The contents of the smaller cask should be changed from time to time. This will depend on the amount of water that you pass through the filtering gravel and sand as well as the amount of impurity taken from the water. The fine sand should be changed once a week and the other layers monthly. Experience will tell you when it is time to renew the contents of gravel and sand because the water will begin to come through imperfectly filtered and can be readily detected by the taste.

(Note: This same filter can be made today even if you haven’t any oak barrels. Simply substitute a 35 gallon drum for the larger barrel H, and a five gallon pail for the inner filtering container K.)

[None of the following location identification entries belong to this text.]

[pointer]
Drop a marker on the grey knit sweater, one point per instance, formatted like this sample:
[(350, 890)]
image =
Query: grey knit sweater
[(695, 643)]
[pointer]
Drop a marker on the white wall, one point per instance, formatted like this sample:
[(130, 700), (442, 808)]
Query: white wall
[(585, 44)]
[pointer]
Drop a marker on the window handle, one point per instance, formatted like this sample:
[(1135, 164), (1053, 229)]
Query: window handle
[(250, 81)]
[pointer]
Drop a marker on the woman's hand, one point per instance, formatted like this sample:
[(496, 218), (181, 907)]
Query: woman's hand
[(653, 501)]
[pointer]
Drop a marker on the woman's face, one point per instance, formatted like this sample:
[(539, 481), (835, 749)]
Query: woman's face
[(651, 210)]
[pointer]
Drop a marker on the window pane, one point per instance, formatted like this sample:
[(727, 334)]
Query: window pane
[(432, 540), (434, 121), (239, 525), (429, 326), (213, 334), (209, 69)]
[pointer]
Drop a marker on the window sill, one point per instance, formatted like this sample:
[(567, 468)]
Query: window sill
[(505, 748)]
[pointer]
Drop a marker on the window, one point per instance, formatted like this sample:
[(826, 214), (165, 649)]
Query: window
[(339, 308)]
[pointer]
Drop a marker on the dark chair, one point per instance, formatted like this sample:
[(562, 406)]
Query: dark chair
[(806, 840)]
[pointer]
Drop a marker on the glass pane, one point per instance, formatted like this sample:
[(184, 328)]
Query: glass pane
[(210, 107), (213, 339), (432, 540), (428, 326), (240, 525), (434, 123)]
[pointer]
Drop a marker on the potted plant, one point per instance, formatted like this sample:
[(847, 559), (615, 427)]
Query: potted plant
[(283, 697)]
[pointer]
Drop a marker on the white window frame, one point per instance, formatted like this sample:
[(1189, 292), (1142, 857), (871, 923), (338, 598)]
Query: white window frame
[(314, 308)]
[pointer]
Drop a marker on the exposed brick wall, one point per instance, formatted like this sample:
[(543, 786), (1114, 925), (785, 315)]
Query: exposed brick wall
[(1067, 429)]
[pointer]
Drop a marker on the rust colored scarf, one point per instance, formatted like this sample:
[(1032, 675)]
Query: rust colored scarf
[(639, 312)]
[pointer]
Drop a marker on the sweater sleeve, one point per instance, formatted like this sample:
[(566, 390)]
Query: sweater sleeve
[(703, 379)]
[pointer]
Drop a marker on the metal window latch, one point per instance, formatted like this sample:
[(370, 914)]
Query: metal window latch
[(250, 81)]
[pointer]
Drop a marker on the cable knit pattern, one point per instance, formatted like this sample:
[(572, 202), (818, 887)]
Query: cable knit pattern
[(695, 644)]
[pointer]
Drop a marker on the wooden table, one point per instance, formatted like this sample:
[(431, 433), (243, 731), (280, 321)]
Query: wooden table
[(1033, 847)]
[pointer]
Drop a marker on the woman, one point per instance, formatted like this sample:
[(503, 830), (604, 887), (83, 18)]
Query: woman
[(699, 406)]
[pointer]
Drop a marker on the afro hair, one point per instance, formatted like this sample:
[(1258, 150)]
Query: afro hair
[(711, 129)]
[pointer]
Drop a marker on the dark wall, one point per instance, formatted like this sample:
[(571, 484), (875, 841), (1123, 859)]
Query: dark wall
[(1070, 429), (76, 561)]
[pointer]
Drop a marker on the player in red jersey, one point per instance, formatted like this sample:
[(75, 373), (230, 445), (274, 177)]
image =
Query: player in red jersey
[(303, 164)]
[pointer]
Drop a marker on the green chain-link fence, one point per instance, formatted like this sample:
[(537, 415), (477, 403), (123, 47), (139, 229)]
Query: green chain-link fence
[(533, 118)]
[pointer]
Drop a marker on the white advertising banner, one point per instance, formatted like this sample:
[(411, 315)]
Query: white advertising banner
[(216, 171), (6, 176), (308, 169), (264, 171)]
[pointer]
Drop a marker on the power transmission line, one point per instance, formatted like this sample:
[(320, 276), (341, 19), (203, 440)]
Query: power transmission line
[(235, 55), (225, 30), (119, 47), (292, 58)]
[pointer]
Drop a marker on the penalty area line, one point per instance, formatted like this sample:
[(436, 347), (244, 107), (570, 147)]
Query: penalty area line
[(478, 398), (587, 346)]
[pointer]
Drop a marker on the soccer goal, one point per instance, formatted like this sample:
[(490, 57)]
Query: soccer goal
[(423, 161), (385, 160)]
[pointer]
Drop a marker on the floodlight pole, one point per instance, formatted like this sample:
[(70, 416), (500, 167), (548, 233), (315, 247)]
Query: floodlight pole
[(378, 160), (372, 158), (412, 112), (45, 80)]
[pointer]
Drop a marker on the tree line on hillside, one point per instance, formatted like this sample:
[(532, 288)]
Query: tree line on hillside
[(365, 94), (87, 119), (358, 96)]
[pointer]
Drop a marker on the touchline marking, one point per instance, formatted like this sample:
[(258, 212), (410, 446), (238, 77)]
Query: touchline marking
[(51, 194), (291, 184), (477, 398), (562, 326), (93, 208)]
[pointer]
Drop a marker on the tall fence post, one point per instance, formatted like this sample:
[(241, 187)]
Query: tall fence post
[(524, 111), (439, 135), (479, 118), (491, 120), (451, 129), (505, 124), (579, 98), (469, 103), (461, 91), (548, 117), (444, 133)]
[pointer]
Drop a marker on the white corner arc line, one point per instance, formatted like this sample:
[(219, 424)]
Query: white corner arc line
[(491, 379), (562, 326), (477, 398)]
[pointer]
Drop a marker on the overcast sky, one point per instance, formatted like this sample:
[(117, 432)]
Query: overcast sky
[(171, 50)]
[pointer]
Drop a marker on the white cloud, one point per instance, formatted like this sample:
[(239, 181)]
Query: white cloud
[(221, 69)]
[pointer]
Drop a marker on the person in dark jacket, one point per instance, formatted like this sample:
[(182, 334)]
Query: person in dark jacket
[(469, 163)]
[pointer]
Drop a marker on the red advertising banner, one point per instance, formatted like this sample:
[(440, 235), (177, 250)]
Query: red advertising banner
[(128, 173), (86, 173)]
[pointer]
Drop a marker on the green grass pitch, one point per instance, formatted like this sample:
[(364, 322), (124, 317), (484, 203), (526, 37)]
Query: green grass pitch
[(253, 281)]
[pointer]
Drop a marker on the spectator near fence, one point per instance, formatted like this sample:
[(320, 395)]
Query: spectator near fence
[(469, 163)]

Here’s another way to filter water when at camp or in a survival situation:

How to Make a Water Filter for the Camp

Both in the home and in the camp it is often desired to filter the water that is to be used for cooking and drinking purposes. If filtering the water in the camp were always followed there would be less sickness after camping trips. Many a camper, coming home from a two or three weeks’ outing, is taken ill. and the doctor will tell him it was incurred by drinking water that was not pure.

Many methods are used to filter water that is used in the camp. Some of these are good, others are doubtful as to the purity of water obtained from them. Filtering water through a barrel sunk in the sand at the lake shore so that the water can come through the cracks along the staves is one way of obtaining pure water. Boiling and straining water is also a means to the same end. but a system that is far better than either of these is to make a filter as follows: Obtain a large earthen flower pot, unglazed, and with a hole in the bottom. Place a piece of clean flannel over the hole and fill in about 3 inches of clean sand, and cover the sand over with 4 inches of charcoal.

The water to be filtered is poured in at the top and the receptacle to catch the water is set below. The filtered water will come through the hole in the bottom of the pot. At intervals the pot should be cleaned out and new sand put in it. The charcoal should be put in a shovel or tin over a fire and thoroughly dried out, then it can be used again. This is an inexpensive and absolutely efficient method of purifying water.